E ancora: perché non spingere gli alunni a ragionare su cosa può volere in cambio dallo Stato un uomo che, comunque, è destinato al 41bis. Bastava sottolineare che un uomo d’onore del suo calibro si sia dovuto rivolgere allo Stato – a quello Stato che ha sempre combattuto – per ottenere ciò che lui desidera ardentemente. Potrebbero essere delle cure per la sua malattia, fatte in un contesto per lui più comodo; potrebbe essere la garanzia di un incontro con la figlia Lorenza… Qualsiasi cosa sia, è una cosa che arriva dal suo nemico e che la mafia non può dargli.
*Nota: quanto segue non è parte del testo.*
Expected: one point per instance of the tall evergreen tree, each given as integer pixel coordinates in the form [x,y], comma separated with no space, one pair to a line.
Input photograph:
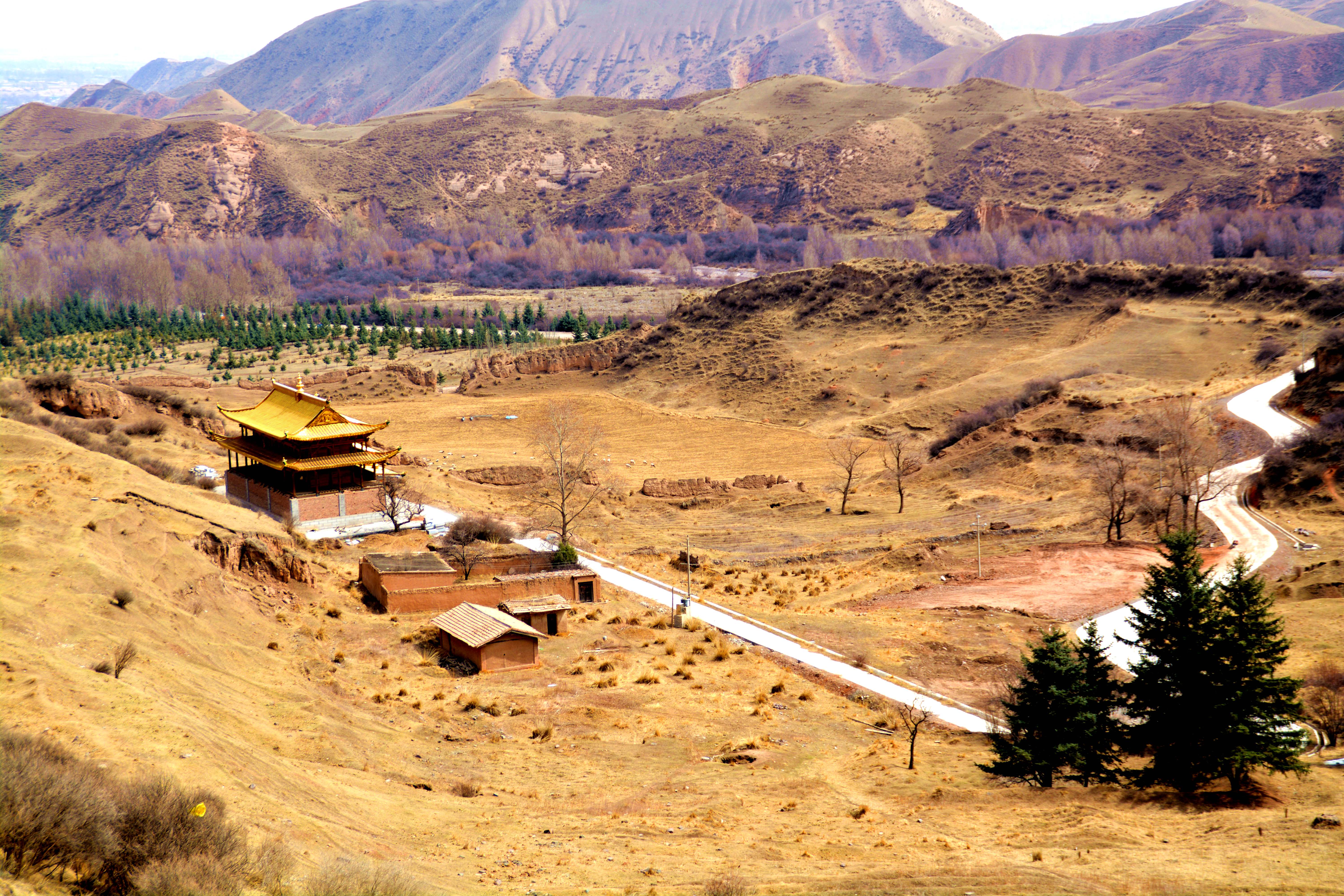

Oppure: “Il selfie scattato in clinica è stato un errore da principiante”. Ma non si è sempre detto che i boss, soprattutto se latitanti, si sentono intoccabili proprio a casa loro? E non si parla dell’arroganza e della sfrontatezza come caratteristiche dei mafiosi? Farsi una foto può essere stata una leggerezza voluta, però accompagniamo i giovani nell’esercizio del dubbio.

Ma c’è una cosa che inquieta maggiormente: perché gli adulti faticano a credere nelle capacità delle istituzioni? Perché ci si rassegna a pensare che siano loro – i poteri occulti, le mafie, i servizi deviati – a tirare le fila delle nostre vite? Perché questa idea si insinua in una scuola secondaria superiore?

Non so quanti possano davvero dire di conoscere tutti i risvolti della vicenda, ma il generale Pasquale Angelosanto, comandante del Ros, è di sicuro fra questi. Intervistato da Gianluca Di Feo per la Repubblica, il comandante ha detto: “Le generalizzazioni non aiutano le inchieste”.

Allo stesso modo, generalizzazioni e semplificazioni non aiutano i nostri ragazzi a sviluppare una sana coscienza critica.